Fire-Safe AccommodationsInformation on Federal Agencies' Compliance With P.L. 101-391 Lodging Requirements Gao ID: GGD-96-135 July 29, 1996
Because more than 400 Americans had lost their lives in multistory hotel fires during the preceding five years, in 1990 Congress passed the Hotel and Motel Fire Safety Act (P.L. 101-391), which seeks to save lives and protect property by promoting fire safety in hotels and motels. The legislation requires the Federal Emergency Management Agency to compile a national master list of public accommodations that meet fire safety guidelines. Beginning in fiscal year 1995, federal agencies must ensure that their civilian employees on official travel spend a certain percentage of nights in these "approved" accommodations. Seventy-six of 96 federal agencies responded to GAO's request for information on their compliance with that requirement. Fifty-six agencies reported meeting or exceeding the 65-percent requirement. Six agencies reported that they did not meet that threshold. Fourteen agencies reported that, for various reasons, they did not gather the data needed to determine and report their approved accommodations percentage for fiscal year 1995. Twenty agencies did not respond to GAO's request for information.

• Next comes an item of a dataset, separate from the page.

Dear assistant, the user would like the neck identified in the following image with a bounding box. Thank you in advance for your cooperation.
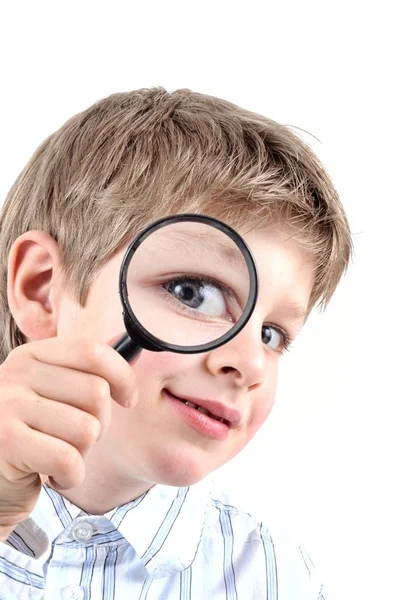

GAO found that: (1) 76 federal departments and agencies responded to GAO information requests regarding their compliance with the act's approved accommodations percentage requirement for fiscal year (FY) 1995; (2) 56 agencies reported compliance rates that ranged from 65 to 100 percent and 6 agencies reported compliance rates that ranged from 46 to 64 percent; (3) the 6 noncomplying agencies cited a variety of reasons for not meeting the accommodations requirement, such as the unavailability of approved accommodations, recordkeeping problems, and employees' lack of awareness of the requirement; (4) 14 agencies said that they did not collect the data needed to determine their approved accommodations percentage for FY 1995; (5) these agencies cited inadequate financial management and accounting systems, widely dispersed employees and offices, the lack of a current list of approved accommodations or resources to gather the needed data, exemption from the requirement, and agency termination as reasons for not collecting the data; (6) 7 of the 14 agencies are establishing procedures to collect data for future compliance reports; (7) the agencies used various methods to determine their approved accommodations percentage rates; and (8) it could not report on the compliance of the 20 agencies that did not respond to the information request.